As part of a move to add more space for guests, the governor’s office this spring attempted to insert language into legislation that would allow for an estimated $150,000 in repairs to a nearby historical home.
The idea to fix up what is known as the Maus House came from first lady Teresa Parson, spokeswoman Kelli Jones said.
“She was hoping to be able to use the property for guests of the mansion if ever needed,” Jones said.
A key part of the fix-up would upgrade the bathrooms at the two-story brick structure, which was built before the Civil War.

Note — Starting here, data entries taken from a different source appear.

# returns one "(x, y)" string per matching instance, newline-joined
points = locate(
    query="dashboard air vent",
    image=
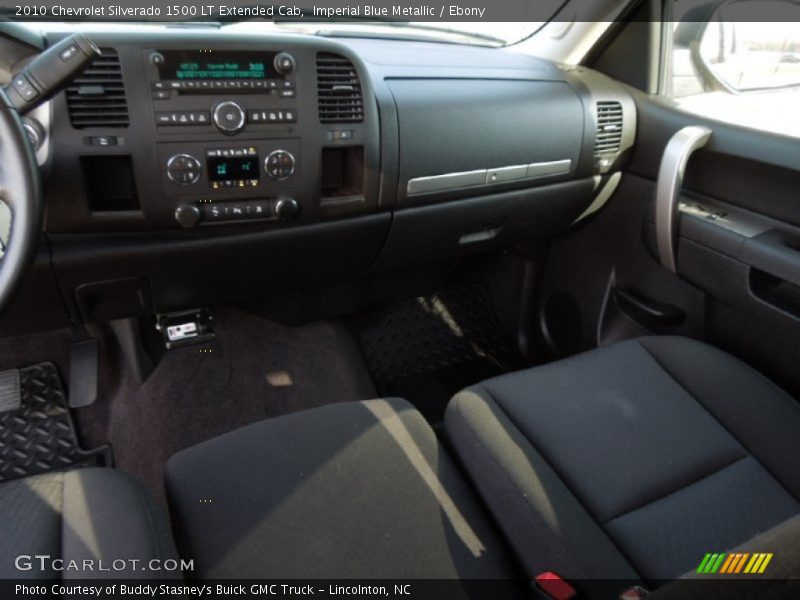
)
(96, 98)
(609, 128)
(338, 90)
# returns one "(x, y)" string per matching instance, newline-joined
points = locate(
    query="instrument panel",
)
(162, 127)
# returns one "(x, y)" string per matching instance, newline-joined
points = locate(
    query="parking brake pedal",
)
(186, 328)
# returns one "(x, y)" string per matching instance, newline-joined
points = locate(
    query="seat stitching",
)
(720, 423)
(675, 491)
(560, 477)
(152, 525)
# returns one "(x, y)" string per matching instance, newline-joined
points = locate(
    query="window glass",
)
(723, 66)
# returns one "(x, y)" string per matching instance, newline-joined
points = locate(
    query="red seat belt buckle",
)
(554, 586)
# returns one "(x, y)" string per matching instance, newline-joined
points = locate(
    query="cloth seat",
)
(632, 461)
(359, 490)
(83, 515)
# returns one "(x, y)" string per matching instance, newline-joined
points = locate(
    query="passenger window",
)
(721, 65)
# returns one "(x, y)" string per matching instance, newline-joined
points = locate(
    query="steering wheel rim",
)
(20, 189)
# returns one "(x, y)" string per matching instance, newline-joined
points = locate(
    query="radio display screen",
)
(199, 65)
(236, 168)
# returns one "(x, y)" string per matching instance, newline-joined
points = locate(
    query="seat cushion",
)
(631, 460)
(86, 514)
(351, 490)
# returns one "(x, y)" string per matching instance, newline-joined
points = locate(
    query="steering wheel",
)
(21, 190)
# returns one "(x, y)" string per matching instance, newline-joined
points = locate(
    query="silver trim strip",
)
(505, 174)
(670, 179)
(454, 181)
(555, 167)
(449, 181)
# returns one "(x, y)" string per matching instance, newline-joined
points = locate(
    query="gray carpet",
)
(254, 370)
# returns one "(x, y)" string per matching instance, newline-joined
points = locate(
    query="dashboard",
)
(186, 168)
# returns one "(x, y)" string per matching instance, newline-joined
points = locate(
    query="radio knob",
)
(286, 207)
(284, 63)
(229, 117)
(188, 215)
(184, 169)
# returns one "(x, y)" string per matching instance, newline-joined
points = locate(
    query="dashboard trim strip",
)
(480, 177)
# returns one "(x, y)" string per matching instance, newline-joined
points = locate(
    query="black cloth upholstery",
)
(85, 514)
(351, 490)
(635, 459)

“For many years, various governors and first ladies have looked into renovating the Maus House, while keeping the facility a historic site. It has no showers and minimal closets,” Jones added.
The proposal failed to gain traction in the Legislature, which was attempting to wrap up its work in mid-May. Under the first lady’s plan, the house was to be included in the list of buildings that could qualify for a tax credit program benefitting historical structures within the Capitol Complex in Jefferson City.
But, said Sen. Mike Bernskoetter, R-Jefferson City, the building’s location in between the mansion and the Capitol, just north of Carnahan Gardens, may allow it to nonetheless qualify for tax credits as outlined in the language of the bill.
Rep. Dave Griffith, R-Jefferson City, also said the house may qualify under the new law.
Jones did not address questions about why there is a new need for added space for guests, who would normally stay in rooms on the mansion’s third floor.
“After looking into this inquiry, this is a moot topic. There is no proposal for renovating the Maus House. The bill that passed did not have the Maus House included,” Jones said.
The house was built in the 1850s by Christopher Maus, the brother of the man who built the Union Hotel to the north and helped operate a warehouse known as Lohman’s Landing across the street in the early days of the capital city.
The mansion, which overlooks the house, opened in 1872. It sits on 10 acres overlooking the Missouri River to the north and the Capitol to the west.
The original three-story structure was built containing 13 bedrooms and no bathrooms or closets. It underwent a nearly $4 million renovation in 2019, which included fixing rotten beams in the first-floor ceiling.